What happens next? Looking at the high frequency data, we have seen some 760k foreign tourists resting in Croatia over the course of this week and by looking at highway and traffic data we can conclude one simple thing: we have seen the peak of tourist season, but not it’s very end. UCITS funds may have reacted too carefully to Slovenian, Italian and Austrian safeguards (if one can ever be too careful), however this means that a considerable amount of dry powder (short EURHRK) has been neutralized. On the other hand the recent EURHRK spike has been so abrupt that not many investors managed to build up an opposite, long EURHRK position. This claim could be supported by almost non-existent rise in EURHRK forward points (for instance, take a look at “EURHRK3M ZABA Currncy” on BBG; a small, but unimportant forward point rise was nevertheless recorded), a common companion of EURHRK appreciation and a signpost of long EURHRK buildup.
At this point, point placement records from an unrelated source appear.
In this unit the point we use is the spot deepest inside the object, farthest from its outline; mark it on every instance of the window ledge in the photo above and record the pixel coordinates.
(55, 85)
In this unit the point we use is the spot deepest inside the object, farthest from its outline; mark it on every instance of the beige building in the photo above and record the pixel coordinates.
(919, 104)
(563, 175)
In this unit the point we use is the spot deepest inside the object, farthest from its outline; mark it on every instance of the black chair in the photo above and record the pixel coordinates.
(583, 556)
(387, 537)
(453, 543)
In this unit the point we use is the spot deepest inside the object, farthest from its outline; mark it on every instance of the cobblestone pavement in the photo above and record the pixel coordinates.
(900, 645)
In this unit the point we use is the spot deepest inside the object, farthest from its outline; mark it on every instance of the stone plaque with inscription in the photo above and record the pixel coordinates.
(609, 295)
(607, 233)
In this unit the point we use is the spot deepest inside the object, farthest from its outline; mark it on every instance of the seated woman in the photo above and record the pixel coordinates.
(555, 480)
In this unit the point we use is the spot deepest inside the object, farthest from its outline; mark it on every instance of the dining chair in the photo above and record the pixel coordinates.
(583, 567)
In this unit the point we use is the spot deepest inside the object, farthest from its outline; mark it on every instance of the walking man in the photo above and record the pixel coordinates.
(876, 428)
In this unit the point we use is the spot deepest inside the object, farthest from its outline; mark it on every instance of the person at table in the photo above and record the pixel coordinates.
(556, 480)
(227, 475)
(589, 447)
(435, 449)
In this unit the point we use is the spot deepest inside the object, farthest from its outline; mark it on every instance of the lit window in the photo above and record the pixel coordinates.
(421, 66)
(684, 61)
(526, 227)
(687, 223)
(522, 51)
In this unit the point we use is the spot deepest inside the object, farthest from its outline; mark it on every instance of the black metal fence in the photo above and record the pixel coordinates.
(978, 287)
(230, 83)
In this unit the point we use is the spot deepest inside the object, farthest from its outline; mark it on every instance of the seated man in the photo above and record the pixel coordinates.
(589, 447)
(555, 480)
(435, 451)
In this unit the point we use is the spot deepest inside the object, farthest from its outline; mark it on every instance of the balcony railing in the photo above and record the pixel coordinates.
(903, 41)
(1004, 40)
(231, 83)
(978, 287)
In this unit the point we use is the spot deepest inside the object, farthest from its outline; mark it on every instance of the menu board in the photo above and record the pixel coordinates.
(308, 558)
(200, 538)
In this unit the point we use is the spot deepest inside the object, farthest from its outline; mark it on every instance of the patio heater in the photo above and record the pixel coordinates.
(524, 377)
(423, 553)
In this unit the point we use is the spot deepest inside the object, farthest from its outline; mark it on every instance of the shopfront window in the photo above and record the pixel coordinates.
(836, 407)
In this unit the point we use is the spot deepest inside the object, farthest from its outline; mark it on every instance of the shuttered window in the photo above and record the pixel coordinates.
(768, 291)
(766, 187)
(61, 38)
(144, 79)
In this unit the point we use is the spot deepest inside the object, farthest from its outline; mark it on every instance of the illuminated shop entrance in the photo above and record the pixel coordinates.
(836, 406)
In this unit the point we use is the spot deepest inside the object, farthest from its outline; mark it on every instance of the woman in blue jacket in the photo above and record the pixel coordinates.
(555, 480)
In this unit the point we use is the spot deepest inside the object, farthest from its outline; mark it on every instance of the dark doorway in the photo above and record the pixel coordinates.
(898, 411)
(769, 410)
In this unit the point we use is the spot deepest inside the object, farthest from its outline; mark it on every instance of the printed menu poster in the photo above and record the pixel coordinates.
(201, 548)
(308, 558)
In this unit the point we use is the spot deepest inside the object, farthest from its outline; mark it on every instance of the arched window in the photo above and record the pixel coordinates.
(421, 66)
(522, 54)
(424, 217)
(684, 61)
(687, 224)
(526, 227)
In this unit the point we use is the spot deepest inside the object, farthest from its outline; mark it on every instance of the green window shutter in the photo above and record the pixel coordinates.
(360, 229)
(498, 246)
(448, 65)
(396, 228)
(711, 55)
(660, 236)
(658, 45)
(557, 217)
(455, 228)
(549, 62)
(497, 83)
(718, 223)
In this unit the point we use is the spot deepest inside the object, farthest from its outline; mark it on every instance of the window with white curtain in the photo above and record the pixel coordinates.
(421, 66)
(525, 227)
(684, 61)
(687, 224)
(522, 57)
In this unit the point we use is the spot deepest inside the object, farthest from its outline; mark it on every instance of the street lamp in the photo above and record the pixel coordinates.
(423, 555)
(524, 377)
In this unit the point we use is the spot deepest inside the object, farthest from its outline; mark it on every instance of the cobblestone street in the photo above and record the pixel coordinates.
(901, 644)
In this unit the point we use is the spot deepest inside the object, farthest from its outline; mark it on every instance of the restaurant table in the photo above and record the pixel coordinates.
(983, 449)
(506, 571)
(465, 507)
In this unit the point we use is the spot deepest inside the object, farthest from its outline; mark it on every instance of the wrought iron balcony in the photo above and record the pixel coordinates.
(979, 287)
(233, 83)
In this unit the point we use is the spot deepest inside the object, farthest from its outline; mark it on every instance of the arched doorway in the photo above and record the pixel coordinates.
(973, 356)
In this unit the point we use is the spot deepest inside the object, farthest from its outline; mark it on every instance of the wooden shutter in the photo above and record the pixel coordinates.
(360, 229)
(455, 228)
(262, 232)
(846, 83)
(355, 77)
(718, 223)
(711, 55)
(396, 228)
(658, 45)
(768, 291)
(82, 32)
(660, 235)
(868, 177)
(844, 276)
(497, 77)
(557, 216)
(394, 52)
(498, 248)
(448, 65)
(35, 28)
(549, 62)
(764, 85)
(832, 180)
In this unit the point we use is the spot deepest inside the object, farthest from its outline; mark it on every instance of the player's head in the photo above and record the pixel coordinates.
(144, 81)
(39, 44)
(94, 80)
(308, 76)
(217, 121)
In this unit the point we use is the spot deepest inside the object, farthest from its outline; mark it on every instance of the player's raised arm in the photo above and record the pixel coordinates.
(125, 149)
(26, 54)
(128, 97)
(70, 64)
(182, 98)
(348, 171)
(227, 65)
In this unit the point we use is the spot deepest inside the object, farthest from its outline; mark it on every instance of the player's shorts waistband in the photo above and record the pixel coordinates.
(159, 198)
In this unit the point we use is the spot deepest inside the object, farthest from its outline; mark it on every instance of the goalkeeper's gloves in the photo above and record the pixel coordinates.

This observation can mean only one thing: there will be a lot of hunters waiting for EURHRK to drop because with dwindling exports the only way for EURHRK into autumn and winter could be up. Besides, many investors argued that in circumstances like these it’s safer to play EURHRK from the long side than the short one. This means that even when the EURHRK slides down, it would be a very limited slide because short sellers are after closing their initial positions while long speculators are also looking to build their three- or four-month positions.
Putting it all together, it’s likely that EURHRK would revisit 7.50 before the turn of the month, but we don’t put a high probability of another deep dip below 7.49. With the current setup most of the investors are looking to close the month of August with a long EURHRK position.